A material incorporating atomically thin layers of water is able to store and deliver energy more quickly than the same material without the water layers.
This is the conclusion of research carried out at North Carolina State University (NC State), which is said to raise questions about the behaviour of liquids confined at this scale, and could inform future energy-storage technologies.
“This is a proof of concept, but the idea of using water or other solvents to ‘tune’ the transport of ions in a layered material is very exciting,” said Veronica Augustyn, an assistant professor of materials science and engineering at NC State and corresponding author of a paper describing the work in Chemistry of Materials. “The fundamental idea is that this could allow an increased amount of energy to be stored per unit of volume, faster diffusion of ions through the material, and faster charge transfer.
“Again, this is only a first step, but this line of investigation could ultimately lead to things like thinner batteries, faster storage for renewable-based power grids, or faster acceleration in electric vehicles,” Augustyn said.
“The goal for many energy-storage researchers is to create technologies that have the high energy density of batteries and the high power of capacitors,” added James Mitchell, a Ph.D. student at NC State and lead author of the paper. “Pseudocapacitors like the one we discuss in the paper may allow us to develop technologies that bridge that gap.”
For this study, the researchers compared two materials: a crystalline tungsten oxide and a layered, crystalline tungsten oxide hydrate that consists of crystalline tungsten oxide layers separated by atomically thin layers of water.
When charging the two materials for 10 minutes, the researchers found that the regular tungsten oxide stored more energy than the hydrate.

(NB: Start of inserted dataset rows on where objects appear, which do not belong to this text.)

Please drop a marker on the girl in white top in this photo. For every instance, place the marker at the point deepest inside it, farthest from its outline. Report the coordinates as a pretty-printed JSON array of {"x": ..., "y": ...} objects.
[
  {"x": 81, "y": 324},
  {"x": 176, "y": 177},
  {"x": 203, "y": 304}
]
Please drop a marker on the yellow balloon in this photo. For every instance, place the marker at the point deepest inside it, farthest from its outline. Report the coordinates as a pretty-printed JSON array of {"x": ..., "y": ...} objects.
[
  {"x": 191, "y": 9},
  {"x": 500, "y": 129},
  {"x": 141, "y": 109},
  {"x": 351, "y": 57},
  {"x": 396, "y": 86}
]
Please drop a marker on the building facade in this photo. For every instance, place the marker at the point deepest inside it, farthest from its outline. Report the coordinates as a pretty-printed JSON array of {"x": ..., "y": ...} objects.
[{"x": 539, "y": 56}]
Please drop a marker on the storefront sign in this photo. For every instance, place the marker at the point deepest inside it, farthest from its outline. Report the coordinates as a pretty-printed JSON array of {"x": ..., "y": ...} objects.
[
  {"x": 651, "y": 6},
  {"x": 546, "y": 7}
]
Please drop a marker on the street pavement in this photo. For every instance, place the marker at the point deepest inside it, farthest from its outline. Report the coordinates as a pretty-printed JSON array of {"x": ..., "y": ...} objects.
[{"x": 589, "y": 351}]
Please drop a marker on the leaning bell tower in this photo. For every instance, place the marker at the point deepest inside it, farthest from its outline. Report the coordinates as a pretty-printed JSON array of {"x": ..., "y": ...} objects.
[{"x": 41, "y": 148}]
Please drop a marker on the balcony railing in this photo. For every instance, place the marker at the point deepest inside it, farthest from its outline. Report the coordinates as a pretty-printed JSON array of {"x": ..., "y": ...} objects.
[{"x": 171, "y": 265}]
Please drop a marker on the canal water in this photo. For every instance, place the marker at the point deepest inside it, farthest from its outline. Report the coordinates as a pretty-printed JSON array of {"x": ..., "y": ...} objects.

But when the charging period was only 12 seconds, the hydrate stored more energy than the regular material. The researchers noted that the hydrate stored energy more efficiently – wasting less energy as heat.
“Incorporating these solvent layers could be a new strategy for high-powered energy-storage devices that make use of layered materials,” Augustyn said. “We think the water layer acts as a pathway that facilitates the transfer of ions through the material.
“We are now moving forward with [US] National Science Foundation-funded work on how to fine-tune this so-called ‘interlayer,’ which will hopefully advance our understanding of these materials and get us closer to next-generation energy-storage devices.”